Nathaniel L Desimone has posted comments on this change. ( https://review.coreboot.org/c/coreboot/+/35165 )
Change subject: cpu/intel/car: Skip stack integrity check if FSP_USES_CB_STACK is enable ......................................................................
Patch Set 3:
I think the previous comments were detailed enough to explain the situation; stack and heap must be carved out from CAR as two separate allocations. You are currently embedding this "temporary RAM" into the stack allocation, messing up the attempts to have usable stack guard checks.
That was not the intention from a FSP specification standpoint anyway.

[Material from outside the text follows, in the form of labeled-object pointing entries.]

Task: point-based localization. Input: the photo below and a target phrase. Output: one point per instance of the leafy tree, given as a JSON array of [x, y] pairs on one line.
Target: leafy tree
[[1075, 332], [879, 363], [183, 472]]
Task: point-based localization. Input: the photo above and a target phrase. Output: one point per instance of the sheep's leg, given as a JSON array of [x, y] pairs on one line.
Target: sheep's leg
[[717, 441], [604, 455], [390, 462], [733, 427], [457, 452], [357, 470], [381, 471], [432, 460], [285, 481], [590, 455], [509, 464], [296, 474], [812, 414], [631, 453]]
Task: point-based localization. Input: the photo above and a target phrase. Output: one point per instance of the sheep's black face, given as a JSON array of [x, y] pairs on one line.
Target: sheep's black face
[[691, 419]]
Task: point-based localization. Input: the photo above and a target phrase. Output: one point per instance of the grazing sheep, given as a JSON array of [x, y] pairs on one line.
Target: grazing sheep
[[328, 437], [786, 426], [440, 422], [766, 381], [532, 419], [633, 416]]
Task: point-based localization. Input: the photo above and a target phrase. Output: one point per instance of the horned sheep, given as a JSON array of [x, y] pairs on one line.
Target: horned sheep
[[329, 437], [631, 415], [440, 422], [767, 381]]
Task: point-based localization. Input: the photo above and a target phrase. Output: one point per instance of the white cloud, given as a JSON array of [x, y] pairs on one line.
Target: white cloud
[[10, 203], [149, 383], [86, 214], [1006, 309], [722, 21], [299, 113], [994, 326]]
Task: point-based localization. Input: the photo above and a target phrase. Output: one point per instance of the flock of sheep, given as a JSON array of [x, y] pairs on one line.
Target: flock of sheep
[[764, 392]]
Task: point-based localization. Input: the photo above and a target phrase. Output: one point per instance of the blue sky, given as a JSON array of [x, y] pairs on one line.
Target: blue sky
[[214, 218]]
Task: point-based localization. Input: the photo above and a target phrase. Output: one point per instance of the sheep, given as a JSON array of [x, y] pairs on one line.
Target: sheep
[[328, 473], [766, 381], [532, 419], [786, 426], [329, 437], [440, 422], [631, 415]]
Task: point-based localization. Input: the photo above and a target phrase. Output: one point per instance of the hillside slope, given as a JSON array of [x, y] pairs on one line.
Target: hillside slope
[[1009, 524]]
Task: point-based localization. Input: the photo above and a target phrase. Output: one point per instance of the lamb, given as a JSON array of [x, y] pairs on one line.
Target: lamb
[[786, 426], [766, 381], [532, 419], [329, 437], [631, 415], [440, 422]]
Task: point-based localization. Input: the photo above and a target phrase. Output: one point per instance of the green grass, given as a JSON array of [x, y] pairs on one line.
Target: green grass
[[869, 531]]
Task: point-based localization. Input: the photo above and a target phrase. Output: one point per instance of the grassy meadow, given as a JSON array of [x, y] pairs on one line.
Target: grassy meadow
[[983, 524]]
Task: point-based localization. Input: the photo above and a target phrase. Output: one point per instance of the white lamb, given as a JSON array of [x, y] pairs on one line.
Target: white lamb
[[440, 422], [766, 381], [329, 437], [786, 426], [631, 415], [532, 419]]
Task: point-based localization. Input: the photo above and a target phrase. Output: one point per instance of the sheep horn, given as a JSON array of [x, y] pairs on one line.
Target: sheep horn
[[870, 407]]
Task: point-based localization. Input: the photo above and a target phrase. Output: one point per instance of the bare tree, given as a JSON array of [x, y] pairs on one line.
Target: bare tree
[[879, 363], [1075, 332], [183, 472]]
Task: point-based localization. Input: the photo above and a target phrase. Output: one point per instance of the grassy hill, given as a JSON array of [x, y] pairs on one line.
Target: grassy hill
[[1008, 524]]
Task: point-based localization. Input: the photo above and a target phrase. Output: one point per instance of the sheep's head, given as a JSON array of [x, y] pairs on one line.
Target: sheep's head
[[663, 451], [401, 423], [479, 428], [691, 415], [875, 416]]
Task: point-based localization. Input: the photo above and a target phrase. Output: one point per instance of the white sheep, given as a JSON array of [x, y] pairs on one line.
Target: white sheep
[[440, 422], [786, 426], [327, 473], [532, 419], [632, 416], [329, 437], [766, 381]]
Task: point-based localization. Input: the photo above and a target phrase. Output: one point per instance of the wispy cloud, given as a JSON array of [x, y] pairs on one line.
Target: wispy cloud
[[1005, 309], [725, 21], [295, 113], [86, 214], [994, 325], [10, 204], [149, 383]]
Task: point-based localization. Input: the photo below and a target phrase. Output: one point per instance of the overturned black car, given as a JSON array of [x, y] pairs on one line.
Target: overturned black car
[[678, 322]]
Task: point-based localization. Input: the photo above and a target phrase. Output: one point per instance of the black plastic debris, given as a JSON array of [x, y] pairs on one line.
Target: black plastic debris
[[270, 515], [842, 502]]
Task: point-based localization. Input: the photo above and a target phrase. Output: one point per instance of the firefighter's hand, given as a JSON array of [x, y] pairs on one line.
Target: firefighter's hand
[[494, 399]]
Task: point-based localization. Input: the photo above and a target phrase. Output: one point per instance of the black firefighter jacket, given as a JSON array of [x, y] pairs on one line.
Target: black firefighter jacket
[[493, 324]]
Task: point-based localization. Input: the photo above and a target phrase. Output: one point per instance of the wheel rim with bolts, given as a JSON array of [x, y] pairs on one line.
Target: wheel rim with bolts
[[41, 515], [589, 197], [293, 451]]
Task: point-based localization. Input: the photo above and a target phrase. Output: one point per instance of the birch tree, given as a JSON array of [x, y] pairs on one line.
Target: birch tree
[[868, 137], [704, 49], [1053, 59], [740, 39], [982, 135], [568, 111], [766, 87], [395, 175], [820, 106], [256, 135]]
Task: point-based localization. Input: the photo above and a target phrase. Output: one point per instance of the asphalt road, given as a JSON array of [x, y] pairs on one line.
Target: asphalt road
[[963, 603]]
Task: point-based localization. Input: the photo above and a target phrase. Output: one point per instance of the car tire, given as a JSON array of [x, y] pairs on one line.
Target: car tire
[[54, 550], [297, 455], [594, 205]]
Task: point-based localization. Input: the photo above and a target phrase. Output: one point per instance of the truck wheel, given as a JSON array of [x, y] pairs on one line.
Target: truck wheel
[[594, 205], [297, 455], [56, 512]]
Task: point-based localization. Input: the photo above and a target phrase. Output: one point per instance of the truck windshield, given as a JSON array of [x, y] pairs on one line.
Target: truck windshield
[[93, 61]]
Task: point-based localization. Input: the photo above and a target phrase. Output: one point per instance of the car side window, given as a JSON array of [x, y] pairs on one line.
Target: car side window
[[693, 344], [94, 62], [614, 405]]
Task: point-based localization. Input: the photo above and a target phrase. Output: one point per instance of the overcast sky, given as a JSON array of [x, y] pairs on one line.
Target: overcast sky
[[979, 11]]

Purely for backwards compatibility reasons, the FSP's heap is confusingly called "StackBase" and "StackSize" even though it is totally not used for a stack starting with v2.1.
The intention is that during Pre-Memory phase StackBase, and StackSize would be a separate memory space only used for storing HOBs produced by the FSP, and the FSP MemoryInit() function call would run on top of the coreboot stack. The reason we made this change is because memory is at a premium before DRAM is available, and we wanted to share that memory with coreboot better than the previous design of just taking the memory and reserving it for FSP.
I must confess that I don't know a whole lot about coreboot's stack allocation mechanisms, but at a basic level it makes sense to me that if the FSP MemoryInit() runs on the same stack as coreboot then the coreboot stack will need to be larger. For a full memory training FSP uses approximately 128KB, which matches up with the new value for the DCACHE_BSP_STACK_SIZE kcfg option. That said, I have no idea if this is the best way to implement this and defer to others for that feedback.